0001 ---
0002 layout: global
0003 displayTitle: Integration with Cloud Infrastructures
0004 title: Integration with Cloud Infrastructures
0005 description: Introduction to cloud storage support in Apache Spark SPARK_VERSION_SHORT
0006 license: |
0007 Licensed to the Apache Software Foundation (ASF) under one or more
0008 contributor license agreements. See the NOTICE file distributed with
0009 this work for additional information regarding copyright ownership.
0010 The ASF licenses this file to You under the Apache License, Version 2.0
0011 (the "License"); you may not use this file except in compliance with
0012 the License. You may obtain a copy of the License at
0013
0014 http://www.apache.org/licenses/LICENSE-2.0
0015
0016 Unless required by applicable law or agreed to in writing, software
0017 distributed under the License is distributed on an "AS IS" BASIS,
0018 WITHOUT WARRANTIES OR CONDITIONS OF ANY KIND, either express or implied.
0019 See the License for the specific language governing permissions and
0020 limitations under the License.
0021 ---
0022
0023 * This will become a table of contents (this text will be scraped).
0024 {:toc}
0025
0026 ## Introduction
0027
0028
0029 All major cloud providers offer persistent data storage in *object stores*.
0030 These are not classic "POSIX" file systems.
0031 In order to store hundreds of petabytes of data without any single points of failure,
0032 object stores replace the classic file system directory tree
0033 with a simpler model of `object-name => data`. To enable remote access, operations
0034 on objects are usually offered as (slow) HTTP REST operations.
0035
0036 Spark can read and write data in object stores through filesystem connectors implemented
0037 in Hadoop or provided by the infrastructure suppliers themselves.
0038 These connectors make the object stores look *almost* like file systems, with directories and files
0039 and the classic operations on them such as list, delete and rename.
0040
0041
0042 ### Important: Cloud Object Stores are Not Real Filesystems
0043
0044 While the stores appear to be filesystems, underneath
0045 they are still object stores, [and the difference is significant](https://hadoop.apache.org/docs/current/hadoop-project-dist/hadoop-common/filesystem/introduction.html)
0046
0047 They cannot be used as a direct replacement for a cluster filesystem such as HDFS
0048 *except where this is explicitly stated*.
0049
0050 Key differences are:
0051
0052 * Changes to stored objects may not be immediately visible, both in directory listings and actual data access.
0053 * The means by which directories are emulated may make working with them slow.
0054 * Rename operations may be very slow and, on failure, leave the store in an unknown state.
0055 * Seeking within a file may require new HTTP calls, hurting performance.
0056
0057 How does this affect Spark?
0058
0059 1. Reading and writing data can be significantly slower than working with a normal filesystem.
0060 1. Some directory structures may be very inefficient to scan during query split calculation.
0061 1. The output of work may not be immediately visible to a follow-on query.
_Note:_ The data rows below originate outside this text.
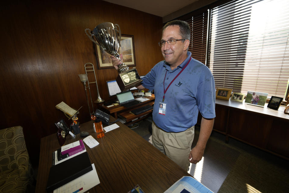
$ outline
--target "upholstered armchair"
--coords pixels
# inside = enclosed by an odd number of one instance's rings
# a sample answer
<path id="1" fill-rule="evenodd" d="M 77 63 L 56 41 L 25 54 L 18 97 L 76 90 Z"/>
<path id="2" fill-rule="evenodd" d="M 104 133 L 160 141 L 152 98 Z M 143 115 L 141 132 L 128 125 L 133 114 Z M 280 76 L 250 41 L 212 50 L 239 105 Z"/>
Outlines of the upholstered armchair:
<path id="1" fill-rule="evenodd" d="M 22 127 L 0 130 L 0 192 L 32 192 L 33 174 Z"/>

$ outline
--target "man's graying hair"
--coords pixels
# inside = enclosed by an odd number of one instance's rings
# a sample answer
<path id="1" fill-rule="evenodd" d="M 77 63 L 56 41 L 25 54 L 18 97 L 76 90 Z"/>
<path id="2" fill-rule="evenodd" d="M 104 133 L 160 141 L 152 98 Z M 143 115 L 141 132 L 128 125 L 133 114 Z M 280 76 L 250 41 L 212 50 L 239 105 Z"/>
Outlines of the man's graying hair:
<path id="1" fill-rule="evenodd" d="M 180 35 L 183 39 L 188 39 L 190 40 L 191 36 L 191 29 L 188 24 L 181 20 L 174 20 L 168 22 L 163 28 L 163 33 L 167 27 L 171 25 L 178 25 L 180 27 Z"/>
0062 1. The rename-based algorithm by which Spark normally commits work when saving an RDD, DataFrame or Dataset
0063 is potentially both slow and unreliable.
0064
0065 For these reasons, it is not always safe to use an object store as a direct destination of queries, or as
0066 an intermediate store in a chain of queries. Consult the documentation of the object store and its
0067 connector to determine which uses are considered safe.
0068
0069 In particular: *without some form of consistency layer, Amazon S3 cannot
0070 be safely used as the direct destination of work with the normal rename-based committer.*
0071
0072 ### Installation
0073
0074 With the relevant libraries on the classpath and Spark configured with valid credentials,
0075 objects can be read or written by using their URLs as the path to data.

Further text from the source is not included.